Cytokine production in TILs from CT26 tumor-bearing mice. TILs were harvested from CT26 tumor-bearing mice and stimulated with PMA and ionomycin before intracytoplasmic cytokine staining. (A) Expression of cytokine in Tim-3⁻PD-1⁻, Tim-3⁻PD-1⁺, and Tim-3⁺PD-1⁺ CD8⁺ TILs. Data shown are representative of five independent analyses. FMO, fluorescence minus one (anti-cytokine antibody). (B) Frequency of Tim-3⁻PD-1⁺ and Tim-3⁺PD-1⁺ cells among CD8⁺ cytokine-producing and -nonproducing TILs (n = 5). The horizontal bars indicate means. *, P < 0.0001; **, P = 0.0261, unpaired Student’s t test.

Figure 4.

Proliferation and cell cycle entry in TILs from CT26 tumor-bearing mice. TILs were harvested from CT26 tumor-bearing mice and stimulated with 1 µg/ml of anti-CD3 before staining with antibodies against CD8, Tim-3, PD-1, and Ki-67 and TO-PRO-3–iodide. (A) Expression of Ki-67 and TO-PRO-3 staining in CD8⁺ TILs showing the different phases of the cell cycle: G0, G1, and S→M. Data shown are representative of six independent analyses. (B) Ratio of Tim-3⁺PD-1⁺ to Tim-3⁻PD-1⁺ TILs (n = 6) in different phases of cell cycle. *, P < 0.05, one-way ANOVA and Tukey’s multiple comparison test. n = 6. Error bars represent SEM.

Figure 5.

Effect of targeting the Tim-3 and PD-1 signaling pathways on tumor growth. (A) 5 × 10⁵ CT26 cells were implanted into wild-type BALB/c mice. Mice were then treated with anti-Tim-3, anti-PD-L1, anti-Tim-3 + anti-PD-L1, or control immunoglobulins (RatIgG₁ + RatIgG_2b). Error bars represent SEM. Two independent experiments are shown. Left, control (n = 5), anti–Tim-3 (n = 5), anti–PD-L1 (n = 6), and anti–Tim-3 + anti–PD-L1 (n = 5). Right, control (n = 4), anti–Tim-3 (n = 5), anti–PD-L1 (n = 4), and anti–Tim-3 + anti–PD-L1 (n = 3). (B) Pooled data from the experiments shown in A. Error bars represent SEM. Left, *, P < 0.01 compared with control or anti–Tim-3 group.
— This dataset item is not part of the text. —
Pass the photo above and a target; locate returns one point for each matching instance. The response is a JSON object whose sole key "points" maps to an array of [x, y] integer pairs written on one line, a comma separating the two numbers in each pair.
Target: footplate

Right, *, P < 0.01 compared with control group and P < 0.05 compared with anti–Tim-3 group, one-way ANOVA and Tukey’s multiple comparison test.

Figure 6.

Blockade of the Tim-3 and PD-1 signaling pathways restores IFN-γ production. TILs were harvested from CT26 tumor-bearing mice and cultured in vitro in the presence of soluble anti-CD3 and anti–Tim-3, anti–PD-L1, anti–Tim-3 plus anti–PD-L1, or control immunoglobulins. After 96 h, culture supernatant was collected and IFN-γ measured by cytometric bead array. Data are expressed as the difference in cytokine production over that observed in cultures with control immunoglobulins. Data shown are from three independent TILs samples from two independent experiments.